ISTANBUL (Al Jazeera) – Turkish publishers are increasingly struggling to release new books and face agonizing choices to survive amid the country’s economic crisis, according to some of Turkey’s most prestigious publishing houses.
Turkey’s rampant inflation, which officially reached 70 percent in May, has weakened the purchasing power of Turkish bookworms.
Meanwhile, with the Turkish lira slumping to record lows, books are becoming much costlier to produce.
According to February 2022 data from the Statistics Institute of Turkey, the annual increase in paper prices was a record 168 percent.
“We have to decide almost daily which titles to kill, or at least postpone indefinitely, because we have only so much paper,” Cem Akas, editor-in-chief at Can Publishing, told Al Jazeera.
Meanwhile, many smaller publishers face going under.
Last month, a front-page headline of Cumhuriyet, an opposition newspaper, read: “The publishing houses can no longer print books.”
These are worrying developments for a $1bn industry – more than 87,000 different titles were published in Turkey last year, putting the country sixth in the global publishing rankings.
And publishers say the industry is also vital for Turkey’s cultural vibrancy and as a space for freedom of speech.
After the closure of the country’s domestic paper factories in recent years, the Turkish publishing industry now relies on imported paper – the price of which has skyrocketed as the lira lost nearly half of its value against the U.S. dollar in 2021. Meanwhile, international supply has also been affected by supply chain issues amid the pandemic – leading to acute shortages.
“A ton of high-quality paper used to cost 600 euros in 2021. Now it’s 1,150 euros,” Kenan Kocaturk, the head of Turkey’s Publishers Association, told Al Jazeera.
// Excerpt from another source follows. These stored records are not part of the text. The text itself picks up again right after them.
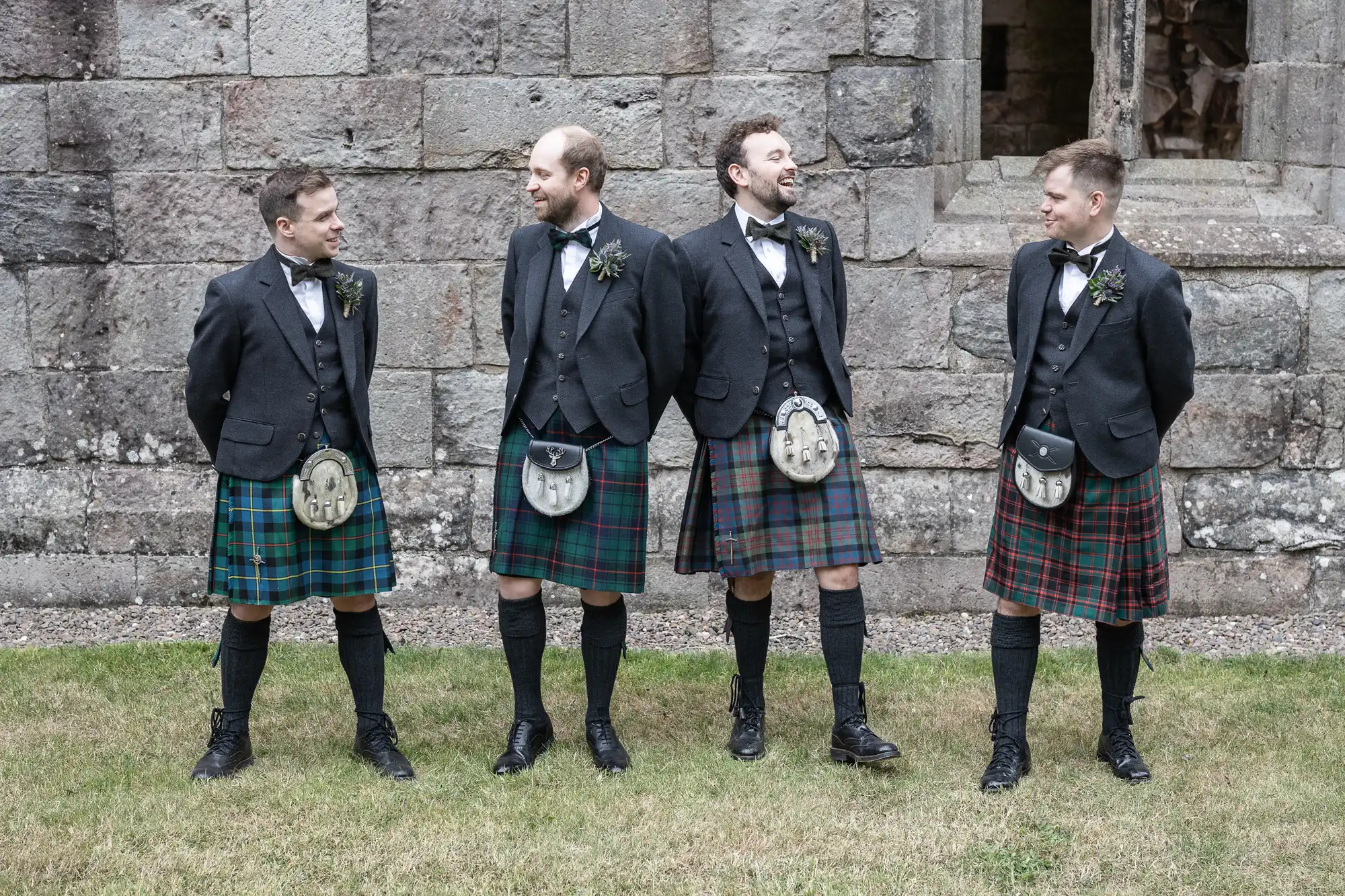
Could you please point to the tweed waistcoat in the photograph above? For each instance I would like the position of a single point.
(796, 358)
(556, 378)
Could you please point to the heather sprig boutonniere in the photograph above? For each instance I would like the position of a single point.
(813, 243)
(350, 292)
(609, 260)
(1108, 286)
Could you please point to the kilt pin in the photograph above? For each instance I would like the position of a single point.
(743, 516)
(602, 544)
(1102, 556)
(263, 555)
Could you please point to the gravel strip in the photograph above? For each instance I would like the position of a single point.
(669, 630)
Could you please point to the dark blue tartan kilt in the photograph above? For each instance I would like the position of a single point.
(602, 544)
(255, 521)
(743, 516)
(1101, 556)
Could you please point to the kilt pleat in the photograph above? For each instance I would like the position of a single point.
(602, 544)
(743, 516)
(1102, 556)
(255, 521)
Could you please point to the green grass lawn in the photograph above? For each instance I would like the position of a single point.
(96, 744)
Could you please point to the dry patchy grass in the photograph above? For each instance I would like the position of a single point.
(96, 745)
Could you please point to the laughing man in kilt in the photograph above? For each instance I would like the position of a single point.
(280, 366)
(766, 323)
(1101, 338)
(594, 327)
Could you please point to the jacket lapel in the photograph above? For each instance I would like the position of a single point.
(535, 291)
(284, 309)
(1091, 315)
(740, 260)
(808, 274)
(346, 330)
(609, 229)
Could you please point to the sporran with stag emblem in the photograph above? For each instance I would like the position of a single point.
(804, 442)
(556, 475)
(1046, 469)
(326, 493)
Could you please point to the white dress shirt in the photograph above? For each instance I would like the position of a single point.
(575, 253)
(310, 294)
(1074, 280)
(769, 252)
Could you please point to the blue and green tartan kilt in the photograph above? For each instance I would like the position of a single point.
(743, 516)
(1101, 556)
(601, 545)
(255, 521)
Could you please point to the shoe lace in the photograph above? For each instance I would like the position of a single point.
(383, 735)
(223, 740)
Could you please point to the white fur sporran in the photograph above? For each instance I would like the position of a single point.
(804, 442)
(325, 493)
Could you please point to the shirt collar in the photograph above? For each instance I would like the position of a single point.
(743, 218)
(1087, 251)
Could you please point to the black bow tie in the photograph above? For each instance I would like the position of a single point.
(560, 239)
(778, 232)
(299, 272)
(1062, 256)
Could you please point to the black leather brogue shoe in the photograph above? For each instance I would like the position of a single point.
(227, 752)
(853, 740)
(609, 752)
(377, 744)
(528, 739)
(1118, 749)
(747, 741)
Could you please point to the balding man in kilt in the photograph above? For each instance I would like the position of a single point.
(1101, 338)
(766, 326)
(594, 325)
(278, 381)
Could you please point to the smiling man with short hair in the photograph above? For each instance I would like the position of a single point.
(1104, 364)
(777, 481)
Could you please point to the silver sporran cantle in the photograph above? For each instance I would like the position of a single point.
(1046, 467)
(326, 493)
(804, 442)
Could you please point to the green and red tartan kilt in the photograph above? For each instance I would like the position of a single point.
(1102, 556)
(601, 545)
(255, 521)
(743, 516)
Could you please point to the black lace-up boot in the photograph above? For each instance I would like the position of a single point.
(852, 739)
(1011, 760)
(229, 749)
(376, 743)
(748, 739)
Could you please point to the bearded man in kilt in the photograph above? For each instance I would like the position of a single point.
(592, 321)
(766, 300)
(1104, 360)
(279, 370)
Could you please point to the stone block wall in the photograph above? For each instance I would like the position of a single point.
(135, 135)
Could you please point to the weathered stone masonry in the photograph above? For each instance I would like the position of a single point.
(134, 138)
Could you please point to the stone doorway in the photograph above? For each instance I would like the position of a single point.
(1036, 75)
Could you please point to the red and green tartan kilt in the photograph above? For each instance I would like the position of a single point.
(256, 521)
(601, 545)
(743, 516)
(1102, 556)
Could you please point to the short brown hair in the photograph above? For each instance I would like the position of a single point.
(730, 153)
(584, 151)
(1096, 165)
(280, 194)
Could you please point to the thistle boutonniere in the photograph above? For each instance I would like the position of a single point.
(350, 292)
(1108, 286)
(813, 241)
(609, 260)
But he said paper was not the only issue.
“Today, Turkish publishers import everything: paper, ink, the glue used to bind books,” Kocaturk said. “Electricity prices, vital for printers, have skyrocketed.”
Meanwhile, he says Turkish publishers are reluctant to raise their prices amid a cost-of-living crisis – some have even reduced prices to attract customers and compete with online vendors.